In [4]:
import sys
from pathlib import Path
from dotenv import load_dotenv

# Set up directory paths
notebook_path = Path().resolve()  # Path to the current notebook directory
experiments_path = notebook_path.parent # Path to the experiments directory where the utils module is located
backend_path = experiments_path.parent / "backend"

if experiments_path not in sys.path:
    sys.path.insert(0, str(experiments_path))

# Load environment variables from backend/.env if it exists;
# otherwise, load system environment variables with default behavior
env_path = backend_path / ".env"
if env_path.exists():
    load_dotenv(env_path, override=True)
    print(f"[OK] Loaded environment variables from {env_path}")
else:
    load_dotenv(override=True)
    print("[WARNING] Backend .env not found, using default environment")
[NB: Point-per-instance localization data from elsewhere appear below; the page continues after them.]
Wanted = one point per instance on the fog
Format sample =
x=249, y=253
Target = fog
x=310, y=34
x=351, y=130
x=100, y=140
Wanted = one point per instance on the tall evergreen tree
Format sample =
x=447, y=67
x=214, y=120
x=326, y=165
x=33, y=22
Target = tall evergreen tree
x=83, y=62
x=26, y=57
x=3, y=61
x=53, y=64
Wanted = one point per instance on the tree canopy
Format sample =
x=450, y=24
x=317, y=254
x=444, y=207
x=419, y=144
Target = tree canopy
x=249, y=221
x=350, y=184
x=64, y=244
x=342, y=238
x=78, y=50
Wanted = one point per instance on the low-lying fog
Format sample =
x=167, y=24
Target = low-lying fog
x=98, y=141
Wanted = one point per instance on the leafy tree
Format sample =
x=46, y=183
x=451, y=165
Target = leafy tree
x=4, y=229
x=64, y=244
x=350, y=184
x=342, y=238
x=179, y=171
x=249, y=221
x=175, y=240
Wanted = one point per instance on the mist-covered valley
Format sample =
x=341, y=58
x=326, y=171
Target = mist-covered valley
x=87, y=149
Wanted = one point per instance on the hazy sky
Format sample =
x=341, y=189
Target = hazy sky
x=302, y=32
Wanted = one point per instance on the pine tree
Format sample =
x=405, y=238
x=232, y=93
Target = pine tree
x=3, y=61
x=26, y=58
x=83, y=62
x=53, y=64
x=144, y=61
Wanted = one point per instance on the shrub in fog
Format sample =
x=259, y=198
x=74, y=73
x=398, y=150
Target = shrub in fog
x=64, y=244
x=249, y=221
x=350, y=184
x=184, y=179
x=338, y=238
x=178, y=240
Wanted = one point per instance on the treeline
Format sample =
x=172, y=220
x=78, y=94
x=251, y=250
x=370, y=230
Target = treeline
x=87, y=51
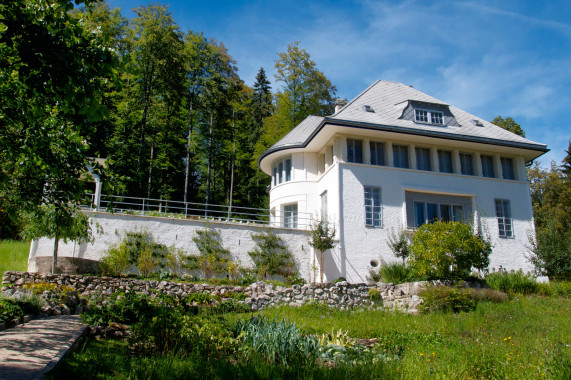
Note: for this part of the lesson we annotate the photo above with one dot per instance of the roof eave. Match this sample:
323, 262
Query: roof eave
448, 136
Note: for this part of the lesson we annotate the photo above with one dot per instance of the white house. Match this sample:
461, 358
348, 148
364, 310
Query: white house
395, 158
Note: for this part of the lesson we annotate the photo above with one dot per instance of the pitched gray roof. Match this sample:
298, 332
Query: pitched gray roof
389, 100
299, 135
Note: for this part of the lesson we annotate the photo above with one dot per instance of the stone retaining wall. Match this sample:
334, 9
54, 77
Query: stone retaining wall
259, 295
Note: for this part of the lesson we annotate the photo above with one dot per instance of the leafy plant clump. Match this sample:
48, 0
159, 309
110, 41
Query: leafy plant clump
136, 248
272, 256
213, 259
448, 250
374, 294
512, 282
447, 299
396, 273
277, 342
10, 310
399, 243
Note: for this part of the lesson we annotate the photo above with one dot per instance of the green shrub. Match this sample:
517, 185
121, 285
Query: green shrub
512, 282
136, 248
447, 299
447, 250
9, 310
551, 251
32, 304
489, 295
296, 280
227, 306
213, 259
555, 288
277, 342
399, 243
374, 294
272, 256
40, 287
397, 273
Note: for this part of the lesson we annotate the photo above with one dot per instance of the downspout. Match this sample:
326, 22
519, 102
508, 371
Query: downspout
340, 222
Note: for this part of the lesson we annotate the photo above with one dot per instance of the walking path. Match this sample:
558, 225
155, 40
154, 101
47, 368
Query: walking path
30, 350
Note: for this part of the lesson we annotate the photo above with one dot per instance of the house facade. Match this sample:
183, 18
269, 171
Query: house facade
393, 159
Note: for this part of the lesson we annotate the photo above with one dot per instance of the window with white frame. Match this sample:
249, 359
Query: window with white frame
423, 159
324, 204
507, 168
282, 170
505, 225
423, 208
427, 212
400, 156
429, 116
445, 161
377, 153
290, 215
372, 206
488, 166
355, 151
421, 116
466, 164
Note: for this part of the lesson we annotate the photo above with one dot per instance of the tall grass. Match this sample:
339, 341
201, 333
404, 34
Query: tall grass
395, 272
512, 282
14, 255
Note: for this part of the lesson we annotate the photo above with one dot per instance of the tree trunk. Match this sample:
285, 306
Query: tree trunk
56, 246
187, 170
321, 267
208, 173
150, 171
233, 163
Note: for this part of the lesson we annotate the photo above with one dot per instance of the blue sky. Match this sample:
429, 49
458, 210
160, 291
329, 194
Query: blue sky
509, 58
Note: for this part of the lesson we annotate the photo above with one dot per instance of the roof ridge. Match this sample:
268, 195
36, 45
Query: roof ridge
357, 97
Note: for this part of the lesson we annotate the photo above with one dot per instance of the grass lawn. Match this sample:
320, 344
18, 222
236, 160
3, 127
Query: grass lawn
14, 255
525, 338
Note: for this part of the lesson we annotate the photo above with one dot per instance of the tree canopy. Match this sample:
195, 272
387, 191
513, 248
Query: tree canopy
509, 124
166, 108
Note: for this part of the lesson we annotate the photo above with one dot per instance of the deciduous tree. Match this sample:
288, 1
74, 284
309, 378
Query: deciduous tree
509, 124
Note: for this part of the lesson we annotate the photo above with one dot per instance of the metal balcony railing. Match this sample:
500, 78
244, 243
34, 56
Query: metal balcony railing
191, 210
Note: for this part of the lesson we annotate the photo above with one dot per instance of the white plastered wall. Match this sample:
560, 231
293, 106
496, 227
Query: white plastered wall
177, 232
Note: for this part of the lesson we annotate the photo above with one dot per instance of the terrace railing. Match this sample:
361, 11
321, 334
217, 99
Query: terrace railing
191, 210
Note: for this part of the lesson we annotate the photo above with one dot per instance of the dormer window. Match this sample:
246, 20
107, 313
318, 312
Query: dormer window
429, 117
282, 170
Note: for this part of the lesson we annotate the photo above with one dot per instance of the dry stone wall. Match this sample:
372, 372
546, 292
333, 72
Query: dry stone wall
259, 295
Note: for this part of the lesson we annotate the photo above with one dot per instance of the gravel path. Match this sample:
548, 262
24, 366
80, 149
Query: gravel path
30, 350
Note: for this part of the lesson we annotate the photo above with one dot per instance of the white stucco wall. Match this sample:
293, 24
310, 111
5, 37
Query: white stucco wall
364, 244
359, 244
177, 232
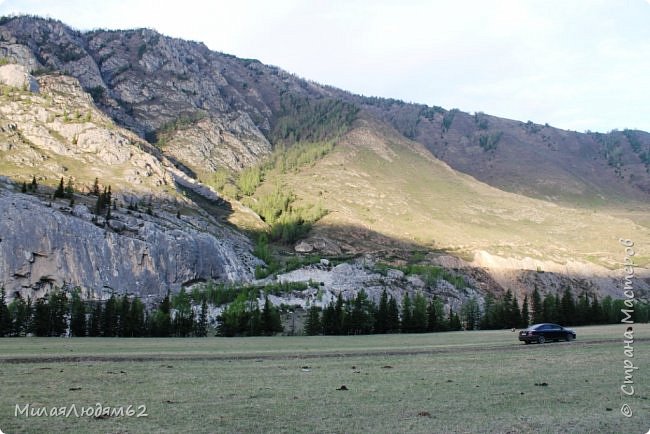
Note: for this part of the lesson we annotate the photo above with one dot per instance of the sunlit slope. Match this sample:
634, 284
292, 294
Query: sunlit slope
377, 182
[OK] Loaded environment variables from C:\Users\smvan\repos\madetech-rag-assistant\backend\.env


In [5]:
# --- Local Utilities ---
from utils.handbook_loader import load_handbook_documents

# Load all handbook documents from the backend data/handbook directory
all_documents = load_handbook_documents(backend_path / "data" / "handbook")

In [7]:
# --- Environment and API ---
import openai

# --- Tokenization ---
import tiktoken

# --- Numerical and Data Science ---
import numpy as np
from sklearn.manifold import TSNE

# --- Database ---
from chromadb import PersistentClient

# --- Visualization ---
import plotly.graph_objects as go

In [8]:
# How many characters in all the documents?
print(f"Found {len(all_documents)} files in the knowledge base")

entire_knowledge_base = ""

for doc in all_documents:
    entire_knowledge_base += doc.content

print(f"Total characters in knowledge base: {len(entire_knowledge_base):,}")
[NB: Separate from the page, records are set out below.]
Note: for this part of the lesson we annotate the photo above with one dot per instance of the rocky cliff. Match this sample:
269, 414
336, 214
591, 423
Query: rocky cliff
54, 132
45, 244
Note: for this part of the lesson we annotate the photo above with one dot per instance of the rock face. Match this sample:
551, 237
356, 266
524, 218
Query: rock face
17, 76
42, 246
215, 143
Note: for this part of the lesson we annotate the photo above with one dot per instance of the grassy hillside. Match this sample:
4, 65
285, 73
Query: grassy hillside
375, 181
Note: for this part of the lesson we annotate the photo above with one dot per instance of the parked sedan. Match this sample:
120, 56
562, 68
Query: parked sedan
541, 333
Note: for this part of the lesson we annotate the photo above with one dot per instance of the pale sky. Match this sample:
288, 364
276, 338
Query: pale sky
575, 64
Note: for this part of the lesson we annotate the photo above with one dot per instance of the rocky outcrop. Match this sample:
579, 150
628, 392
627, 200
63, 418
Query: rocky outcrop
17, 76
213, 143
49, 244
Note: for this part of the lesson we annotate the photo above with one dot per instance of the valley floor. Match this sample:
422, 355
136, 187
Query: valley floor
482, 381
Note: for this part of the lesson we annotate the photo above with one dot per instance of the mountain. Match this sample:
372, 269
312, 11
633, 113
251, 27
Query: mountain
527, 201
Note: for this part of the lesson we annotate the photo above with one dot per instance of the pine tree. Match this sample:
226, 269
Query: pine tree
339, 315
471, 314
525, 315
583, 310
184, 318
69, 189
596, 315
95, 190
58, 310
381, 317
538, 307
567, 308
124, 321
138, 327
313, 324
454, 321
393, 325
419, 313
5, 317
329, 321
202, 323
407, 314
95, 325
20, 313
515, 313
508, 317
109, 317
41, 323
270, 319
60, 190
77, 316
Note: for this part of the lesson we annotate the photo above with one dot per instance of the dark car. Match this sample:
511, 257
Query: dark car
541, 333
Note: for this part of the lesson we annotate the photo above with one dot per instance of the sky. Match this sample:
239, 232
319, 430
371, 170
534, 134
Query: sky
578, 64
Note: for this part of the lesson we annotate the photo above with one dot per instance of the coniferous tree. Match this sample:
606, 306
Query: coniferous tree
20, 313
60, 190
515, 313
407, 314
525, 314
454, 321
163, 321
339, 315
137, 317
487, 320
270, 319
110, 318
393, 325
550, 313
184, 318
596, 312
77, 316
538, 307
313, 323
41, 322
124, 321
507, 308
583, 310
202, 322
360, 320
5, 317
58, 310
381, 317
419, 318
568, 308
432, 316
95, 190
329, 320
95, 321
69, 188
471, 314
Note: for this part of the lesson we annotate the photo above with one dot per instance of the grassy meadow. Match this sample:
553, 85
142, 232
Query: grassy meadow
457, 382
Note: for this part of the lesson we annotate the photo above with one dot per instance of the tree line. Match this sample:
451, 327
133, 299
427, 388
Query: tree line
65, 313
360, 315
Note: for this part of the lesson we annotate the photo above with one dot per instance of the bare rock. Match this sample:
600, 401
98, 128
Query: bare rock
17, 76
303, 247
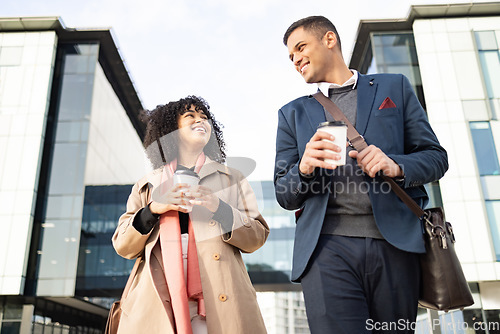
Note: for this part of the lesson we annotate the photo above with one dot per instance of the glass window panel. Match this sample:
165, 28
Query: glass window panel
493, 210
59, 207
11, 56
484, 147
11, 328
76, 96
475, 110
12, 312
486, 40
76, 64
396, 55
63, 173
68, 131
490, 62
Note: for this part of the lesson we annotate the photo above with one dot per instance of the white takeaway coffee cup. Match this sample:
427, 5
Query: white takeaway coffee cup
188, 177
339, 130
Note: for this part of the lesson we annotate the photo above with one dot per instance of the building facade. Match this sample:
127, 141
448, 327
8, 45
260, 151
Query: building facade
68, 121
451, 55
70, 151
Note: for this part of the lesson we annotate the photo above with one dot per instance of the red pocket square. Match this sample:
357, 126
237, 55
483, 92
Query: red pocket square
387, 104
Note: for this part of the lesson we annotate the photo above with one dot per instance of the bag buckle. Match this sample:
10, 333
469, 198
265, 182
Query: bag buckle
358, 138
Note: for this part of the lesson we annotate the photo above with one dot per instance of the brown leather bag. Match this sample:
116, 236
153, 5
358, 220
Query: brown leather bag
115, 312
443, 284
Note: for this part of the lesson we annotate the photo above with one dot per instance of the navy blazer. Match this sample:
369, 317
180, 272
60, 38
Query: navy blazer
402, 132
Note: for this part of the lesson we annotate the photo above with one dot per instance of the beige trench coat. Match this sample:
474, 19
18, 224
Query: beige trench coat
230, 298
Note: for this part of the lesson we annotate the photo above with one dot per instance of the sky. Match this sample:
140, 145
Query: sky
229, 52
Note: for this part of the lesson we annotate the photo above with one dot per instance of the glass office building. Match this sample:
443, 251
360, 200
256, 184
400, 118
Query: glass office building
68, 118
451, 55
70, 148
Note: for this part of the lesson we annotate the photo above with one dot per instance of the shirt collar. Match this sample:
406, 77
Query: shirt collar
325, 86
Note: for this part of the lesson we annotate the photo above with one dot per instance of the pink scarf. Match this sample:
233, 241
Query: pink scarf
171, 251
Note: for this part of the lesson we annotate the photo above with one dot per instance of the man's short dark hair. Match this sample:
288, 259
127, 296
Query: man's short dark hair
318, 25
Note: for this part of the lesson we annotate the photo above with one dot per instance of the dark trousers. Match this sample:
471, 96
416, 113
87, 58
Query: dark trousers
360, 285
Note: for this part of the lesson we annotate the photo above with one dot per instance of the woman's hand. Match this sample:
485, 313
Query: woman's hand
172, 200
203, 196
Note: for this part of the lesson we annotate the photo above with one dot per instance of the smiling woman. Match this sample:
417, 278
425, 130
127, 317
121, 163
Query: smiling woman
163, 130
191, 277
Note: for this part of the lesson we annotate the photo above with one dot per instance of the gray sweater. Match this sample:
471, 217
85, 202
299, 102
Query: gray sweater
349, 211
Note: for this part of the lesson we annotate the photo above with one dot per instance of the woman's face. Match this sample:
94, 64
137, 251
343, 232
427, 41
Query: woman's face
194, 129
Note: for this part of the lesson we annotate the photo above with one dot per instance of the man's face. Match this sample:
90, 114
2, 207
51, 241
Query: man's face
311, 57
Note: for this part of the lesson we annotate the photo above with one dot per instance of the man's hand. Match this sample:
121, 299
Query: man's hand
316, 152
372, 160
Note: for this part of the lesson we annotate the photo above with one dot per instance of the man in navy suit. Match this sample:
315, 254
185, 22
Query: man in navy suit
356, 244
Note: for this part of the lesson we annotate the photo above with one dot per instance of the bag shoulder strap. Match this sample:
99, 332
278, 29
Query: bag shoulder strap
358, 142
131, 277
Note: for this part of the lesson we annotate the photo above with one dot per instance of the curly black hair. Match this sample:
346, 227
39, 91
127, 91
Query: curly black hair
161, 140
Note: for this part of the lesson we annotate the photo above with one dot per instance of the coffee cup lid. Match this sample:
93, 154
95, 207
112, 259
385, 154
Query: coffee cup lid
187, 172
332, 123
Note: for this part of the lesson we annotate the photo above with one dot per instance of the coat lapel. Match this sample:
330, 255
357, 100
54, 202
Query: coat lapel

Found 161 files in the knowledge base
Total characters in knowledge base: 637,427


In [9]:
# How many tokens in all the documents?
MODEL = 'gpt-4o-mini'

encoding = tiktoken.encoding_for_model(MODEL)
tokens = encoding.encode(entire_knowledge_base)
print(f"Total tokens in knowledge base: {len(tokens):,}")
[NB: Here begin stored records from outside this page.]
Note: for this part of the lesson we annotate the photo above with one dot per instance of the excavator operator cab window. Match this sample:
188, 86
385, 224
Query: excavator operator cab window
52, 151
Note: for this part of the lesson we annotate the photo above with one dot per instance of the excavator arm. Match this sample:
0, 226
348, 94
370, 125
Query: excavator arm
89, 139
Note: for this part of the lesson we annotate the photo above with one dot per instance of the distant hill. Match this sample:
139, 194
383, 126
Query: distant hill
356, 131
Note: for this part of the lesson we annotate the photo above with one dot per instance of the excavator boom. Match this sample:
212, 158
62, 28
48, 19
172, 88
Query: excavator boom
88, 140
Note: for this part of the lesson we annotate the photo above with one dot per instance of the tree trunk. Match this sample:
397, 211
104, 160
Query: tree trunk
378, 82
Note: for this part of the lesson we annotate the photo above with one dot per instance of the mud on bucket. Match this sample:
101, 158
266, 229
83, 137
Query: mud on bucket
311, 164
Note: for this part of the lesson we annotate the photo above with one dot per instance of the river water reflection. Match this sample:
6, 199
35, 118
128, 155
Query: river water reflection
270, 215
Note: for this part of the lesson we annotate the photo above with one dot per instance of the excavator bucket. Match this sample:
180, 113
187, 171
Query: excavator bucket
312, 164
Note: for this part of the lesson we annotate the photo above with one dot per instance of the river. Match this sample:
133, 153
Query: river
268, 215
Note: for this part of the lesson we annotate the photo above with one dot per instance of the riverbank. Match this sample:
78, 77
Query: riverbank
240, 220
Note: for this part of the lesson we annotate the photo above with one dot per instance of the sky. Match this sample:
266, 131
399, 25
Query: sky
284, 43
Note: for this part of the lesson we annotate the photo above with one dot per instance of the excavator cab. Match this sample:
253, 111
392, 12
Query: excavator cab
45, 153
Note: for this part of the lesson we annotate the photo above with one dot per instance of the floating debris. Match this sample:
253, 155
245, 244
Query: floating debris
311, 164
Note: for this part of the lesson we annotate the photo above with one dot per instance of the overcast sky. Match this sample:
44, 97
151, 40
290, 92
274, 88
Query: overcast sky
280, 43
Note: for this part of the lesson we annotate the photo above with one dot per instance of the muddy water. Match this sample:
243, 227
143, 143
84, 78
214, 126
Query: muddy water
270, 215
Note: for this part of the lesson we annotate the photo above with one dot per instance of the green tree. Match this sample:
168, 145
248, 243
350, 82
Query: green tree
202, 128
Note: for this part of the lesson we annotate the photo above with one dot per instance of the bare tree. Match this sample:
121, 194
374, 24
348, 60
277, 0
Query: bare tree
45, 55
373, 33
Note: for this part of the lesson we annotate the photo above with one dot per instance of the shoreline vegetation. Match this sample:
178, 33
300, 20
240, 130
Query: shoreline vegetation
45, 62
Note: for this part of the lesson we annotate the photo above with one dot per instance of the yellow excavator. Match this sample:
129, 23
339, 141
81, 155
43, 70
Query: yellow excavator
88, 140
Total tokens in knowledge base: 126,711


In [10]:
# Creation of Vector Database
DB_NAME = "experiments_db"
collection_name = "docs"

chroma = PersistentClient(path=DB_NAME)

if collection_name in [c.name for c in chroma.list_collections()]:
    chroma.delete_collection(collection_name)
    
collection = chroma.get_or_create_collection(name=collection_name)

In [11]:

# Extract the 'content' field from each loaded handbook document, resulting in a list of all document texts
all_documents_content = [doc.content for doc in all_documents]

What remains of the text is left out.